One Thousand Scents

Tuesday, May 16, 2006

Big: Diva by Ungaro


In my experience, the fragrance family with the greatest family resemblance is the chypres. Florals can be shy and retiring (Anaïs Anaïs) or strident and hectic (Versace Blonde); orientals can be potent and spicy (Opium Pour Homme) or soft and luminous (Anne Klein II). But all chypres have the same warm loaminess, because they're all based on the same note: oakmoss, with its dark, honeyed, woody-earthy scent.

The original Chypre scent played on the contrast between bright citrus top notes and the mystery of oakmoss. Most chypres are based on these very notes, though some dispense with the citrus top, sometimes replacing it with some other fruit, aldehydes, or other bright notes.

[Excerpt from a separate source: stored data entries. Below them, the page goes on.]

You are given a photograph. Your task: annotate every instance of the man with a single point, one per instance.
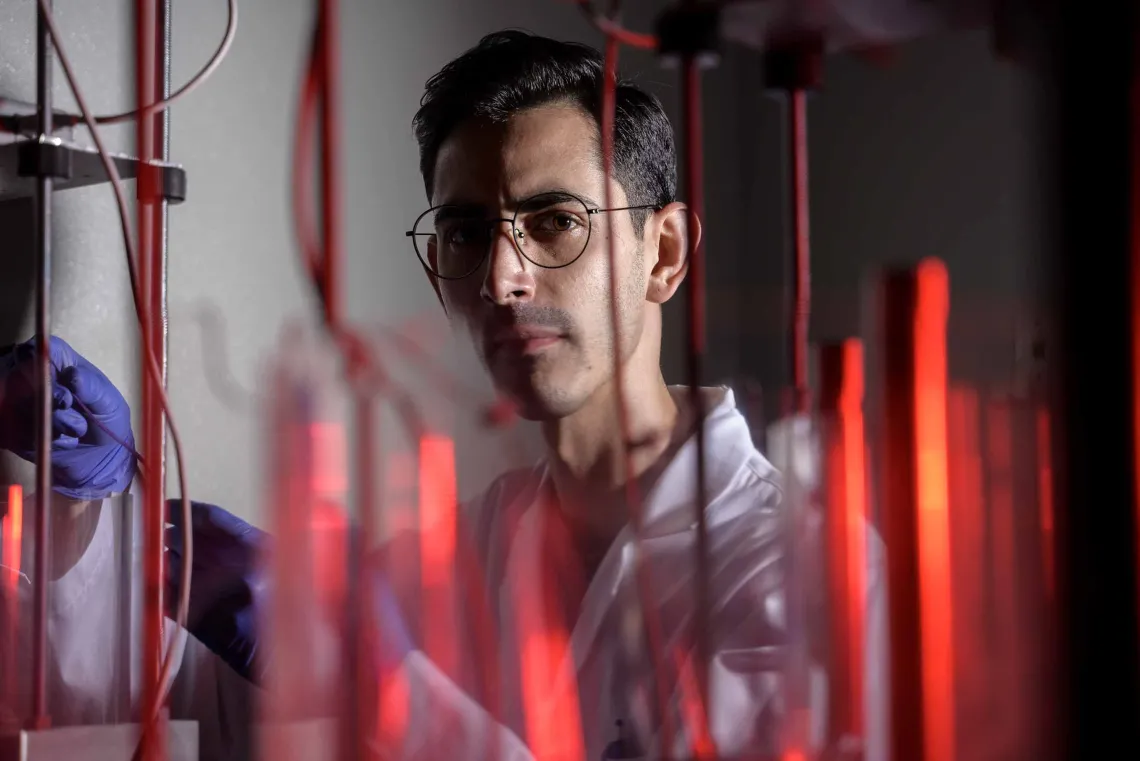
(515, 246)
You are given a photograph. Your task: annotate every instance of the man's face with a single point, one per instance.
(545, 334)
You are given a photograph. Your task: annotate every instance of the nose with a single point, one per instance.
(509, 276)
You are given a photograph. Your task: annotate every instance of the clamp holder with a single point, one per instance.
(690, 30)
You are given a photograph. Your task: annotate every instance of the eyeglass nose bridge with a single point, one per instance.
(516, 235)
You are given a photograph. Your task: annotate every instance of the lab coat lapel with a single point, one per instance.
(668, 510)
(669, 517)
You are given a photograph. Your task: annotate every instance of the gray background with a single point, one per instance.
(926, 157)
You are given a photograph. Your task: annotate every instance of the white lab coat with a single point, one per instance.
(95, 645)
(456, 716)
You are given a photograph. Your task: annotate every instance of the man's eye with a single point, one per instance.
(556, 221)
(463, 234)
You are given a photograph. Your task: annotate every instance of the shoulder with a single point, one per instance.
(490, 510)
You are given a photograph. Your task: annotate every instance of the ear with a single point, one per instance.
(431, 278)
(670, 227)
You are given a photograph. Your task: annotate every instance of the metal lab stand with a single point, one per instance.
(35, 162)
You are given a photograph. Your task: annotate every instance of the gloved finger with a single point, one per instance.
(68, 423)
(64, 443)
(91, 387)
(59, 352)
(172, 537)
(62, 397)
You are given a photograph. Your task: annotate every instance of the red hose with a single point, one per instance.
(694, 195)
(330, 158)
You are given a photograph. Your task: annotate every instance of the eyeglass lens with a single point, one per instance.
(551, 230)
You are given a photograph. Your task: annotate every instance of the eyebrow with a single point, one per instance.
(472, 210)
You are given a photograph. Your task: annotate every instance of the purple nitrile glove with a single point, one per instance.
(92, 449)
(229, 588)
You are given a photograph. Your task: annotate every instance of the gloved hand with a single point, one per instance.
(92, 449)
(229, 589)
(227, 582)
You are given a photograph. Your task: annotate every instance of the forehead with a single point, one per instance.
(552, 147)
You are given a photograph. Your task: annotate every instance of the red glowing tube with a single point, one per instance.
(968, 546)
(13, 528)
(437, 549)
(846, 520)
(1045, 499)
(149, 220)
(801, 272)
(915, 510)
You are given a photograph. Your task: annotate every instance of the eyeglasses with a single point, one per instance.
(551, 230)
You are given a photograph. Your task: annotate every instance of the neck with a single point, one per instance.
(587, 452)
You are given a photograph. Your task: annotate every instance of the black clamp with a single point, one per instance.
(794, 63)
(43, 157)
(170, 183)
(690, 30)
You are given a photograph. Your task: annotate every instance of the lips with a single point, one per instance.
(523, 338)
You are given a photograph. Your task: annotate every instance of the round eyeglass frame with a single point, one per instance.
(514, 232)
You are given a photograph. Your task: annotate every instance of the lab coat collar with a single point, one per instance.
(667, 508)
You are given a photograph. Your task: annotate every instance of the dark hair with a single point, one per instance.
(512, 71)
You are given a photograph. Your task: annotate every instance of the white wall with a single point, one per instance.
(926, 158)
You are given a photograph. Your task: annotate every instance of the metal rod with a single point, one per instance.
(164, 32)
(43, 189)
(801, 271)
(694, 177)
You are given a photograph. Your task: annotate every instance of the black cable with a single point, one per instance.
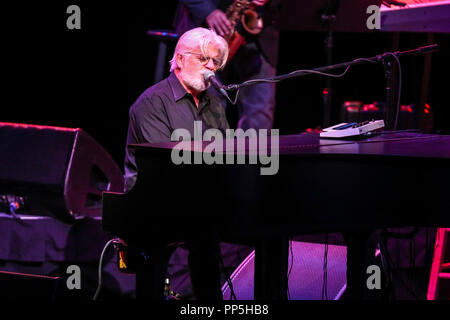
(227, 276)
(390, 262)
(325, 270)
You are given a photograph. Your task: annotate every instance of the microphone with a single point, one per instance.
(210, 77)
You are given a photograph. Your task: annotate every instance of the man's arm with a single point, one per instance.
(199, 9)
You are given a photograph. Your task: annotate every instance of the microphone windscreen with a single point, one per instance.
(208, 74)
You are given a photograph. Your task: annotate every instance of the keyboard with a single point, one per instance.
(353, 129)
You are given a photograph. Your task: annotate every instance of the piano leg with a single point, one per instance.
(151, 271)
(356, 267)
(271, 265)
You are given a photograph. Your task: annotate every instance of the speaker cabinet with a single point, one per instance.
(52, 171)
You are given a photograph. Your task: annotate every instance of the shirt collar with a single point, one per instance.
(178, 90)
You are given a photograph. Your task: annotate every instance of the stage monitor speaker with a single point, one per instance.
(20, 286)
(53, 171)
(306, 277)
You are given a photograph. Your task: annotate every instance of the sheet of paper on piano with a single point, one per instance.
(416, 16)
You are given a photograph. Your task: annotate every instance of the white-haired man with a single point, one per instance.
(174, 103)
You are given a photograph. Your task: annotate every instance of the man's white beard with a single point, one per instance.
(197, 82)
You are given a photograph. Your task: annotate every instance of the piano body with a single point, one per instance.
(416, 16)
(322, 185)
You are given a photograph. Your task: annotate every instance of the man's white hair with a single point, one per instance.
(200, 38)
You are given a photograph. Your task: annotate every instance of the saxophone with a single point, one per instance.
(242, 10)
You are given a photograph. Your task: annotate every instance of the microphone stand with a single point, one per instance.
(385, 58)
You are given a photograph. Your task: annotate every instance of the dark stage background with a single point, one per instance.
(89, 78)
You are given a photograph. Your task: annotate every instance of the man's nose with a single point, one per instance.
(210, 65)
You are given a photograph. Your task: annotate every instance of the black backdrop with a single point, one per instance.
(89, 78)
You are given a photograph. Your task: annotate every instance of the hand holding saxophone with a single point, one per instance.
(218, 21)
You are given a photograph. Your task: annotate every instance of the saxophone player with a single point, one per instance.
(256, 57)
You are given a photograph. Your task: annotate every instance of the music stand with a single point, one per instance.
(326, 16)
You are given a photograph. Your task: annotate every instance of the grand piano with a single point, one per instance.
(392, 179)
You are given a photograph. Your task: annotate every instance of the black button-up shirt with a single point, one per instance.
(160, 110)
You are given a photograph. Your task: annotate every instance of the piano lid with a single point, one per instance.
(416, 16)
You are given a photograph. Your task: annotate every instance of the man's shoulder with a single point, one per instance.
(151, 97)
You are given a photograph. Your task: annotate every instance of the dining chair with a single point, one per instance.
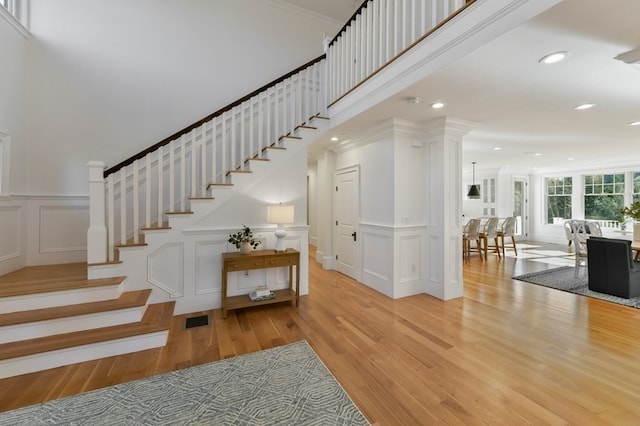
(472, 234)
(594, 228)
(490, 232)
(580, 237)
(508, 230)
(568, 232)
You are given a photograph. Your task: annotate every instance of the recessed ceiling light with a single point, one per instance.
(553, 58)
(583, 107)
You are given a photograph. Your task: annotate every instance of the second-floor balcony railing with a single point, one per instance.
(379, 32)
(139, 191)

Most chypres have, in addition to the invariable oakmoss in the base, earthy or woody notes; patchouli and/or vetivert are usual components, and sandalwood or oriental components such as ambergris and vanilla are also employed.

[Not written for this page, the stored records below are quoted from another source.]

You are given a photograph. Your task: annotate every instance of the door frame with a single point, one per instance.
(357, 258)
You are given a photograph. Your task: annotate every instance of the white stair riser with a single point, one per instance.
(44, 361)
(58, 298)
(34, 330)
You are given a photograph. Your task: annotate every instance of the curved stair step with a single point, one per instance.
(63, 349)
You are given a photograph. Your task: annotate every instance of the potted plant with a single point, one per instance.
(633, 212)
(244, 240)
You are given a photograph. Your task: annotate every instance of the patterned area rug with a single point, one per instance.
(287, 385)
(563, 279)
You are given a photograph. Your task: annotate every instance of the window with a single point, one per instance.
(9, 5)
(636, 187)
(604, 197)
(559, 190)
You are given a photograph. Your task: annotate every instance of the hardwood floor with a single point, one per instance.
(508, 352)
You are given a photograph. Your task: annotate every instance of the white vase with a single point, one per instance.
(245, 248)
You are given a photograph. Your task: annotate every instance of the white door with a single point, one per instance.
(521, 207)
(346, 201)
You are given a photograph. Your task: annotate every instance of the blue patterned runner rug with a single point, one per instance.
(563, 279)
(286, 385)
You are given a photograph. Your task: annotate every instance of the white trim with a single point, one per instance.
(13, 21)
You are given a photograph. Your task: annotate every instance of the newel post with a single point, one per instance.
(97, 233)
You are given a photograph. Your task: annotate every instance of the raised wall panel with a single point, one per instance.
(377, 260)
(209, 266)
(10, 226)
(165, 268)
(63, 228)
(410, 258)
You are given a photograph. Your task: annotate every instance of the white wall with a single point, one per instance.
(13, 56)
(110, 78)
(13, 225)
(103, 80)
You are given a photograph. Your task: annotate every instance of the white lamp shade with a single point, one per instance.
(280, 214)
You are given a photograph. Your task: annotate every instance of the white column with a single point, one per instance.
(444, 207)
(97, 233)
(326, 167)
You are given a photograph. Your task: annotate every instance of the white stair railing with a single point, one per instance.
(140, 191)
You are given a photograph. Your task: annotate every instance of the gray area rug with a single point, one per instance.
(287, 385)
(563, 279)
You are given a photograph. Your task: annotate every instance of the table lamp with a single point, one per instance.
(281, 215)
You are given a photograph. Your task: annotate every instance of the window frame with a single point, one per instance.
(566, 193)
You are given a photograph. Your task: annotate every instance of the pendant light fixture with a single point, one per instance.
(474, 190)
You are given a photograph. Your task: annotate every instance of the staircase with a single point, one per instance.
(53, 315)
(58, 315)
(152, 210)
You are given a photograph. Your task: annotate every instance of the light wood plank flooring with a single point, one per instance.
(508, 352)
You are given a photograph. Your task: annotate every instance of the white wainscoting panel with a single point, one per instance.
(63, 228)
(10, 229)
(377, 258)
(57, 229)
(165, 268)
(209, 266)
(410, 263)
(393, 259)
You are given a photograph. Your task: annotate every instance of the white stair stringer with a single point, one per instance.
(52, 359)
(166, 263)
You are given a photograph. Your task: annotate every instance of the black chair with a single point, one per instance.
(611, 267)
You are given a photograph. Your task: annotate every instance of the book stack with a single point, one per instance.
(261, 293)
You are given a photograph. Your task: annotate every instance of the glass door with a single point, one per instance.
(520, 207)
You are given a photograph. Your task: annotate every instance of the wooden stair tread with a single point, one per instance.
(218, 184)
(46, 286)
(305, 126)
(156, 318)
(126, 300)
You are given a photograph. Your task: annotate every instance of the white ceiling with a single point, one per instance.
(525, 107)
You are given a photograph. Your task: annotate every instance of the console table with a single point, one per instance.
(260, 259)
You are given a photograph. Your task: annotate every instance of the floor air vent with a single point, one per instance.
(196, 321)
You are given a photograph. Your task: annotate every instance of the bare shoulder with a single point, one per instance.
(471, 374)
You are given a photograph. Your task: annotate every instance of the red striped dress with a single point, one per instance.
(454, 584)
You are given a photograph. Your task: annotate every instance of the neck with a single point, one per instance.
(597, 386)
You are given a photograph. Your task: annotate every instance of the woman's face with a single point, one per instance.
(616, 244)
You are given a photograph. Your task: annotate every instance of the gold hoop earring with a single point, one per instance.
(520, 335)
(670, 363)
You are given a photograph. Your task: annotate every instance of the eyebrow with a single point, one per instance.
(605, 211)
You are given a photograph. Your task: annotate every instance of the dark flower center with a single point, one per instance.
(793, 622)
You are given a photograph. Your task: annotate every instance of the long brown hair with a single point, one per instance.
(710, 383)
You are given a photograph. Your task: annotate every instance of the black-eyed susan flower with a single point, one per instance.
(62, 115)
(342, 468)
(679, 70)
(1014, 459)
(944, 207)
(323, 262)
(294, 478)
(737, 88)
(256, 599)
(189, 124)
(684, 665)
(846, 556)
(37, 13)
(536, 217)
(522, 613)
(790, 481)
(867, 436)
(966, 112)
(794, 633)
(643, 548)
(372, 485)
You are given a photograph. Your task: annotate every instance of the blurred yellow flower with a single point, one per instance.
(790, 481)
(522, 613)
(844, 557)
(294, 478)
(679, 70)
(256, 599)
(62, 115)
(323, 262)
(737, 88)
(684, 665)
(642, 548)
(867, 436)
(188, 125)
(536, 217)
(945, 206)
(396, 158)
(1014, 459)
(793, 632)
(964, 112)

When Ungaro launched Diva in 1983, it fit perfectly in with the early-eighties style aesthetic--"Bigger, brasher, more!"--launched by Giorgio Beverly Hills in 1981, continuing with Paloma Picasso's Mon Parfum in 1984, and culminating in Calvin Klein's Obsession and Dior's Poison, both 1985. (Strong no-nonsense scents didn't suddenly vanish in the mid-eighties: Cacharel's big, sultry floral-vanilla LouLou was launched in 1987 and Boucheron's massive eponymous scent a year later. But by that time, the fad for big brassy shoulder-pad scents was on the wane, the new fashion for fresher, lighter scents being ushered in by Dior's Fahrenheit and Calvin Klein's Eternity, among others.)

Diva is a floral chypre, with a big fat emphasis on the floral notes. It hurls itself from the skin with a sparkle of aldehydes and a fresh green note backed with honey, announcing itself a chypre from the start. Floral notes, particularly rose (but also jasmine, ylang, and carnation), make up the middle of scent, but they're swimming in that warm-honey oakmoss smell, which slowly wells up to overcome the flowers. The base is the warm sultry notes invariably associated with a chypre--in this case, sandalwood and patchouli, civet and musk, and, to keep the composition from becoming cloying, the spikiness of vetivert.

When I discovered Diva in the mid-1980s, I bought a bottle for a drag-queen friend; something about it, the draped-fabric glass bottle, the scent, the brazenness of it all, seemed pretty obviously destined to be worn by the unafraid--by bold women and by the men who wanted to be them for an evening.